Americans may be spending more time online using social networks, but business to business email marketing has taken to another venue – mobile phones.

A new study, “What Americans Do Online,” from the Nielsen Co. – famous for rating television and radio programs – has shown that during June 2010, social networking took up 22.7 percent of Internet time. This represents a 7 percent increase over the same month in 2009. Playing online games, watching videos and movies also rose.

While email’s share of Internet time dropped about 3 percentage points, from 11.5 percent in June 2009 to 8.3 percent in June 2010, business to business email marketing appears to have migrated to a new venue, mobile phones. Mobile phone users told Nielsen they spend nearly 42 percent of their time reading their email, up from 37 percent 12 months ago.

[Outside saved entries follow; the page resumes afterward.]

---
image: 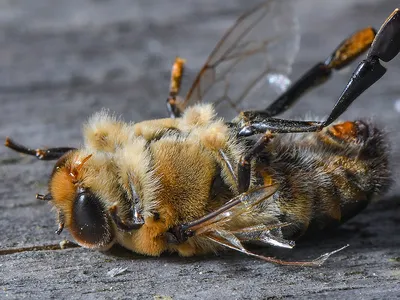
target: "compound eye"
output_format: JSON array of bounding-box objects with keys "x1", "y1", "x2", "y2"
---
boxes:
[{"x1": 70, "y1": 191, "x2": 113, "y2": 248}]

This data suggests that businesses that want to market via email need to adapt their messages to the new context of mobile phones, say industry experts. While longer and more graphics-heavy emails can be transmitted effectively via the Internet, effective email messages on mobile phones require a different mindset. Even the largest smartphones such as Apple’s iPhone and some of the models that now carry Google’s Android don’t provide enough screen space for lengthy email message, even when those emails follow good principles of transactional communication.

Consequently, business to business email marketing needs to adapt its messages to the short, quick environment of mobile phone usage, the latest survey seems to indicate.